Je commencerai par un mot de Freud que je trouve profondément vrai. A deux reprises, Freud a déclaré que la psychanalyse, la pédagogie et la politique sont les trois professions impossibles4. Il n’a pas expliqué pourquoi elles étaient impossibles […]. Il semble que nous pourrions évoquer une raison assez forte, rendant au moins la psychanalyse et la pédagogie presque impossibles : c’est que les deux visent à changer les êtres humains. Pourtant les choses ne sont pas si simples. Un psychiatre comportementaliste (en fait, pavlovien), un « pédagogue » comme le père du président Schreber, les gardiens d’un camp de concentration nazi ou stalinien, les agents du Minilove, et O’Brien lui-même (Orwell, 1984), agissent tous pour changer des êtres humains – et, souvent, ils réussissent.
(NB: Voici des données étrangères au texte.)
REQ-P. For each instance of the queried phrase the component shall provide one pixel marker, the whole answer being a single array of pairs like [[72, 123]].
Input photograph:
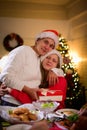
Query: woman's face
[[43, 46], [50, 62]]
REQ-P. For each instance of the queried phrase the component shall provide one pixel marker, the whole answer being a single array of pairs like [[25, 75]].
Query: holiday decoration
[[12, 41], [75, 97]]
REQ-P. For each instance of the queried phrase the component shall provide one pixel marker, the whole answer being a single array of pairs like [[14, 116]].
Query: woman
[[51, 60], [22, 71]]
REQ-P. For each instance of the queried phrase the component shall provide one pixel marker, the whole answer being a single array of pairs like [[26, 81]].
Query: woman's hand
[[3, 89]]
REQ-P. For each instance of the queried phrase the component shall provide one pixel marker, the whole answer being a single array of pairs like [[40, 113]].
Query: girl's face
[[43, 46], [50, 62]]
Mais, dans tous ces cas, la fin de l’activité est déjà complètement déterminée dans l’esprit de l’agent : il s’agit d’éradiquer, dans l’esprit et l’âme du patient, toute trace d’un penser et d’un vouloir propres. L’agent utilise des moyens tout autant déterminés, et il est censé contrôler pleinement ces moyens et le processus d’ensemble […]. Son savoir peut évidemment comprendre aussi une certaine connaissance des processus psychiques profonds, comme l’a montré Bruno Bettelheim dans son analyse des linéaments rationnels du traitement des prisonniers dans les camps nazis : il s’agissait de briser l’image de soi du prisonnier, de démolir ses repères identificatoires. Avant Bettelheim et indépendamment de lui, Orwell avait vu cela clairement et profondément dans 1984. Ce sont aussi ces considérations qui me font parler de politique, en discutant la phrase de Freud, et non pas de « gouvernement » (Regierung) : « gouverner » les hommes, par la terreur ou par la manipulation douce, peut être ramené à une technique rationnelle, à une action zweckrational, instrumentale ou rationnelle quant aux moyens, selon l’expression de Max Weber.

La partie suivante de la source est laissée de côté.